DE of HERV elements discriminates ME/CFS, FM, and co-diagnosis.
(A) Volcano plots showing Log2(fold changes) and the adjusted p-values for all HERV assessed with HERV-V3 microarray for each set of groups, as indicated. Red dots indicate DE HERV (FDR<0.1 and |log2FC|>1). Grey boxes show numbers of overexpressed or underexpressed HERV elements. (B) HERV expression heatmap and cluster analysis of ME/CFS (n=8, green), FM (n=10, orange), co-diagnosed (n=16, yellow), and healthy control (n=9, blue) samples. The heatmap includes all HERV probes displaying significant DE between at least two of the compared groups (FDR<0.1 and |log2FC|>1). Clusters 1-4 correspond to groups of HERV probes displaying significant over/under-expression in at least one group. Box and violin plots summarize the distribution and expression levels of the DE probes in each cluster per study group. The scaled mean expression value (z score) for each HERV probe is plotted. Box plots show the median z-score value and the first and third quartiles. (C) Box and violin plots for Clusters 1 and 2 differentiating ME/CFS subgroups 1 and 2. (D) Principal component analysis of DE HERV. (E) Bar plot of top ten DE HERV with greater influence/contribution to principal component 1 (PC1) or principal component 2 (PC2). Statistical tests: unpaired two-sample Wilcoxon Test with Benjamin-Hochberg p-value correction (***p<0.001, ****p < 0.0001).
Closer examination of Clusters 1 and 2 indicated that the ME/CFS group could be subdivided into two subgroups showing differential levels of HERV expression profiles (Fig. 1C).

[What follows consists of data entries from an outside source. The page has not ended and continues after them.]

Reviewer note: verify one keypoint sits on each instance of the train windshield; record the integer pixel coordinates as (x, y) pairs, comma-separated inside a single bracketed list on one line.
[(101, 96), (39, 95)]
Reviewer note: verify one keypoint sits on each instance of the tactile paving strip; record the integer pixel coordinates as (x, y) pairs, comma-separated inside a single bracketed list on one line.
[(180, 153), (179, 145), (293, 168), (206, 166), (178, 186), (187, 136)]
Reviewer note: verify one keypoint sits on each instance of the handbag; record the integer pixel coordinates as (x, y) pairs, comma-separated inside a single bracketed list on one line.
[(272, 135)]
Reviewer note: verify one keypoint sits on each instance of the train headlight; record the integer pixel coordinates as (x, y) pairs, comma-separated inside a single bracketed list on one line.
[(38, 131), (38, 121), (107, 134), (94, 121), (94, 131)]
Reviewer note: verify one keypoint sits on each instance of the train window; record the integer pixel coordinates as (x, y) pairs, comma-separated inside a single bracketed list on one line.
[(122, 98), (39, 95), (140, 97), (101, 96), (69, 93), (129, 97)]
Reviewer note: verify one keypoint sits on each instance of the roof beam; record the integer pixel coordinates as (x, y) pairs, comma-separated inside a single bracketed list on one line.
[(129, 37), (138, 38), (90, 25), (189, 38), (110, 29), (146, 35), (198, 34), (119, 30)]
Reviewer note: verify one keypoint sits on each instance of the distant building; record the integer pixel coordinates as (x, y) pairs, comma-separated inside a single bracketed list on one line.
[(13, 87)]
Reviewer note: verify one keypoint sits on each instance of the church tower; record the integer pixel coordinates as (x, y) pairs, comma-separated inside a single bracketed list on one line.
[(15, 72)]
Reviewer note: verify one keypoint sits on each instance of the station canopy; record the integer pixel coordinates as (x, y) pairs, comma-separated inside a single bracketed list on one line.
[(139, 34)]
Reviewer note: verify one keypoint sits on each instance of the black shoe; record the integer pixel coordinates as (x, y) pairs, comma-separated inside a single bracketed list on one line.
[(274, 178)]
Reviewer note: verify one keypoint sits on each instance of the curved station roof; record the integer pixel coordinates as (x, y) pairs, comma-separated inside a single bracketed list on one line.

While both ME/CFS subgroups (subgroup 1 and subgroup 2) show clear upregulation (Cluster 1, p<0.0001) or downregulation (Cluster 2, p<0.0001) of several HERV loci as compared to all the other study groups, they show quantitative differences, with the ME/CFS subgroup 2 exhibiting a more pronounced dysregulation than subgroup 1, particularly affecting the downregulated Cluster 2 (Fig. 1C). Interestingly, subgroup 2 ME/CFS patients present more accused levels of fatigue (p<0.05) and reduced motivation as compared to the co-diagnosed group and the ME/CFS subgroup 1 (Table S4) indicating that quantitative HERV fingerprint differences might help to assess the degree of ME/CFS severity.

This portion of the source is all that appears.